For an object to serve as a standard candle, astronomers must know its inherent brightness or luminosity. They can compare this to how bright (or darker) the object is in the sky to calculate the distance.

In 1993, astronomer Mark Phillips conspiracy How the luminosity of Type Ia supernovae changes over time. Crucially, almost all Type Ia supernovae follow this curve, known as the Phillips relation. This consistency—along with the intense brightness of these explosions, which can be seen billions of light-years away—make them the most powerful standard candles astronomers have. But what is the reason for its consistency?

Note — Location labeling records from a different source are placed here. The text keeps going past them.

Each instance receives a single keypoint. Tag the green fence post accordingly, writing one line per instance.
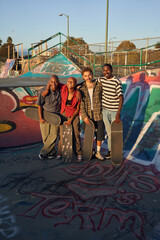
(141, 59)
(94, 65)
(60, 41)
(28, 61)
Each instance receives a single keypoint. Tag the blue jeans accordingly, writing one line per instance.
(108, 118)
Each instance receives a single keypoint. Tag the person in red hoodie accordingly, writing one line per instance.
(70, 107)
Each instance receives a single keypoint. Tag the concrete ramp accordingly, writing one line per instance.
(59, 65)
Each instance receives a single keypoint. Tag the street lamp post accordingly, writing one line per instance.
(67, 16)
(106, 31)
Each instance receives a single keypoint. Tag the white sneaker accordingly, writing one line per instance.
(99, 156)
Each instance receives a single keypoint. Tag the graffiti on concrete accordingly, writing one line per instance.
(8, 228)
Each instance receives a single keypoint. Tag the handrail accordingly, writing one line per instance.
(89, 52)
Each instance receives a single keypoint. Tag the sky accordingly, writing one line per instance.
(29, 21)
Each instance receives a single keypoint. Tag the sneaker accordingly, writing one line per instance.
(51, 156)
(59, 157)
(108, 156)
(42, 157)
(79, 158)
(99, 156)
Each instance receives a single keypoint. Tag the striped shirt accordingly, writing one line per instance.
(112, 90)
(85, 106)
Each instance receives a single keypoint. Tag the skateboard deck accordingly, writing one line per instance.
(116, 143)
(51, 118)
(88, 141)
(67, 142)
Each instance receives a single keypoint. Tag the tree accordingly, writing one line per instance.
(74, 45)
(126, 45)
(4, 49)
(130, 57)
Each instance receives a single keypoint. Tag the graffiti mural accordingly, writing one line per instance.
(90, 200)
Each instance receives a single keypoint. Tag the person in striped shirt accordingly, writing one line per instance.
(112, 101)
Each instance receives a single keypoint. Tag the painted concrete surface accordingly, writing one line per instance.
(51, 200)
(45, 200)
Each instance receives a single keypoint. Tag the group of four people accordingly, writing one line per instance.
(99, 100)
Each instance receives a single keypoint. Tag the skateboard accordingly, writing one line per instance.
(116, 143)
(51, 118)
(88, 141)
(67, 142)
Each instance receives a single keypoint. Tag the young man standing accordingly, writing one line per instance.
(91, 106)
(112, 101)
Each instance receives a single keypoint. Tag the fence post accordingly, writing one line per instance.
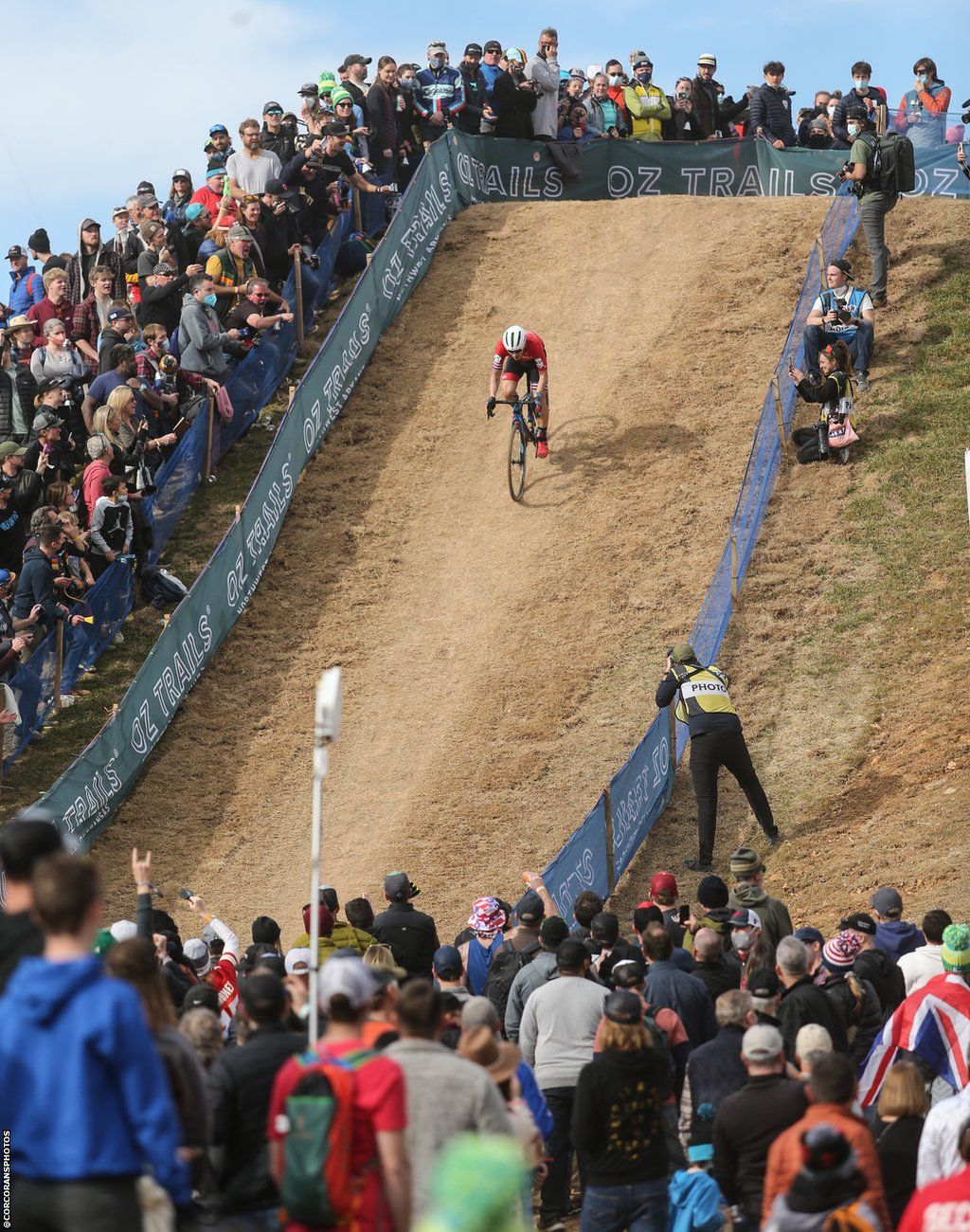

A hint comes from the unlikely element nickel. When a Type Ia supernova appears in the sky, astronomers detect a stream of radioactive nickel-56. They know that nickel-56 originates in white dwarfs — dim, dazzling stars that retain only a dense Earth-sized core of carbon and oxygen, covered by a layer of helium. However, these white dwarfs are inert. Supernovae are just that. The puzzle is how to get from one state to another. “There’s still a clean question,” he said, “How do you do this?” ” Lars Bildesten, an astrophysicist and director of the Kavli Institute for Theoretical Physics in Santa Barbara, California, who specializes in type I supernovae. “How do you make it explode?”

In computer simulations by Ruediger Pakmor’s team, the companion white dwarf sometimes also explodes. Researchers don’t know if this happens in nature.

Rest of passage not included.